Syria government agrees to let aid into beleaguered villages

Associated Press

This undated photo posted on the Local Revolutionary Council in Madaya, which has been verified and is consistent with other AP reporting, shows a starving boy in Madaya, Syria. The Syrian government has agreed to allow humanitarian assistance into three beleaguered villages following reports of malnutrition in the area, a U.N. official said Thursday.Two of the villages in question are the adjacent Shiite villages of Foua and Kfarya in the country’s north, which have been besieged by anti-government militants for more than a year. The third is the village of Madaya near the border with Lebanon, which has been under siege by government forces since early July. (Local Revolutionary Council in Madaya via AP)


BEIRUT (AP) — The Syrian government has agreed to allow humanitarian assistance into three beleaguered villages following reports of deaths from malnutrition in that part of the country, a U.N. official said Thursday.

Meanwhile, the aid group Doctors Without Borders said 23 patients have died of starvation at an MSF-supported health center in one of the three villages since Dec. 1 — including six infants under 1 years of age and five adults over the age of 60.

A statement from Yacoub El Hillo, U.N.'s Resident and Humanitarian Coordinator in Syria, said aid will begin entering the villages in the coming days.

Two of the villages in question are the adjacent Shiite villages of Foua and Kfarya in the country's north, which have been besieged by anti-government militants for more than a year. The third is the village of Madaya near the border with Lebanon, which has been under siege by government forces since early July.

"The UN welcomes today's approval from the government of Syria to access Madaya, Foua and Kfarya and is preparing to deliver humanitarian assistance in the coming days," said El Hillo.

Activists have said that several people have died over the past weeks in both areas because of malnutrition. There are currently some 30,000 people in the two Shiite villages and an even higher number in Madaya.

"Almost 42,000 people remaining in Madaya are at risk of further hunger and starvation," El Hillo warned.

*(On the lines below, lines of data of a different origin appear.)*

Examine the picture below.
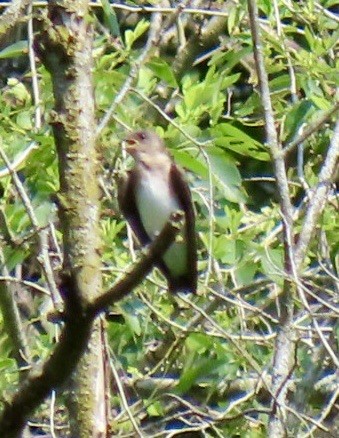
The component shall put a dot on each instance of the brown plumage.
(154, 189)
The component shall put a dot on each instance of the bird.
(154, 189)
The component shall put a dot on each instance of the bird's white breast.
(155, 201)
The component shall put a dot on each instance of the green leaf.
(226, 174)
(163, 71)
(232, 138)
(14, 50)
(155, 409)
(132, 35)
(198, 369)
(272, 264)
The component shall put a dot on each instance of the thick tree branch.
(12, 15)
(74, 338)
(140, 270)
(319, 198)
(284, 348)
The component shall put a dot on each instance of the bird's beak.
(130, 145)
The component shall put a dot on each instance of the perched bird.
(154, 189)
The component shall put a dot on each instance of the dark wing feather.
(128, 206)
(180, 188)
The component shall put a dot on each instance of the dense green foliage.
(194, 362)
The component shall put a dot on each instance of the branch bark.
(285, 347)
(74, 339)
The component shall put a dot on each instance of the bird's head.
(145, 145)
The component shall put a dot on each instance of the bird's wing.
(128, 206)
(182, 191)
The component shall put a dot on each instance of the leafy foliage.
(197, 363)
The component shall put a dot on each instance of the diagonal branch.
(74, 338)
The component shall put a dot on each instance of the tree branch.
(74, 338)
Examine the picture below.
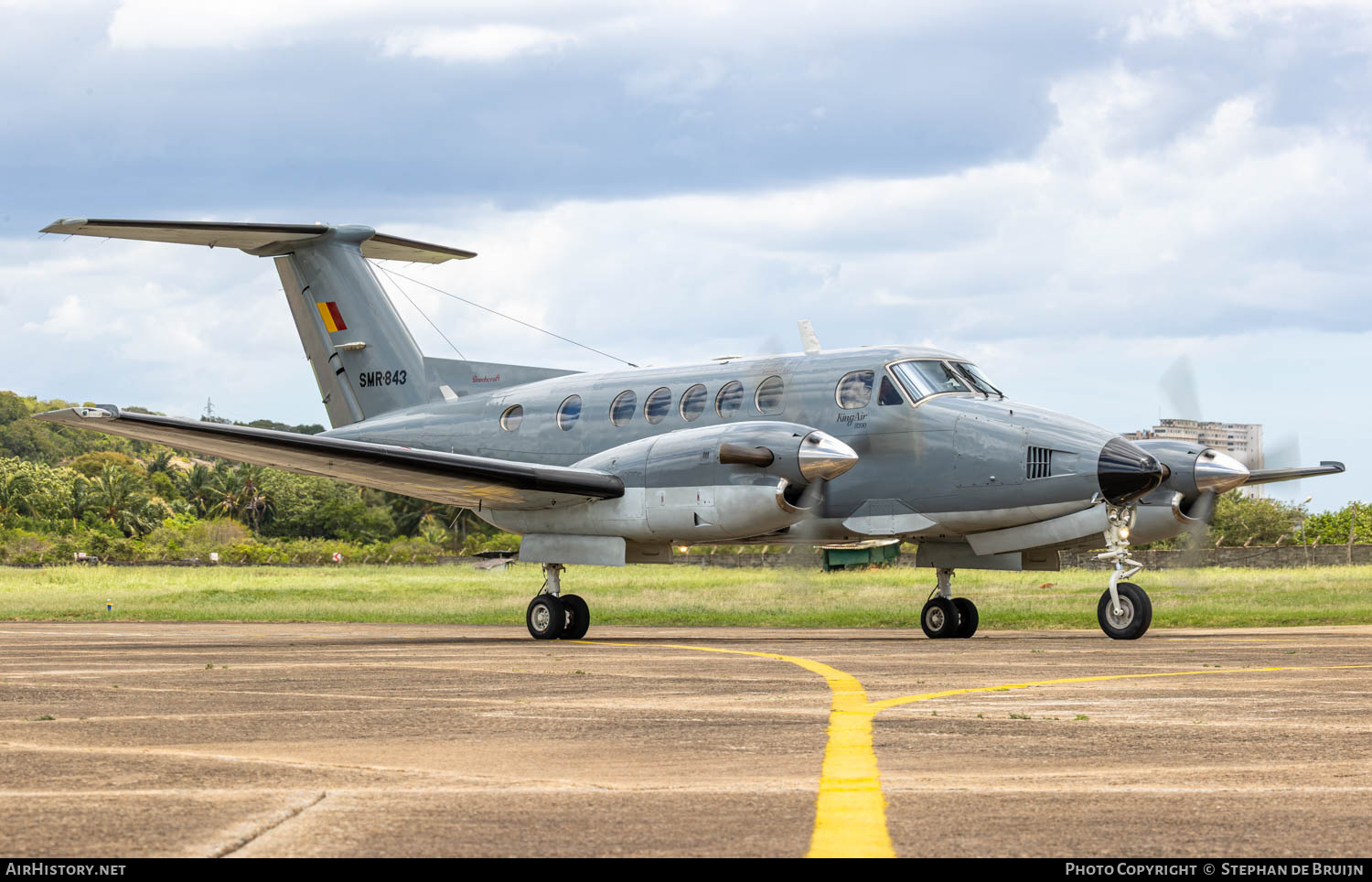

El Hillo said the U.N. is particularly concerned about the plight of nearly 400,000 people besieged by parties to the conflict in areas including the eastern city of Deir el-Zour as well as the Damascus suburbs known as eastern Ghoua.

In the meantime, Syrian President Bashar Assad's government has repeatedly denied U.N. requests to deliver aid to specific areas.

"In the last year, only 10 percent of all requests for U.N. inter-agency convoys to hard-to-reach and besieged areas were approved and delivered," the statement said.

He added that up to 4.5 million people in Syria live in hard-to-reach areas, including nearly 400,000 people in 15 besieged locations who do not have access to the life-saving aid they urgently need.

The conflict that began in March 2011 has killed more than 250,000 people and wounded more than a million. The crisis has also displaces half of Syria's pre-war 23 million people.

From Brussels, Doctors Without Borders also called for an immediate delivery of lifesaving medicine and medical evacuations, in addition to food supplies to Madaya, where it reported the 23 deaths from starvation.

After the last, single food delivery in October, the siege of the village had tightened into a complete stranglehold, MSF said.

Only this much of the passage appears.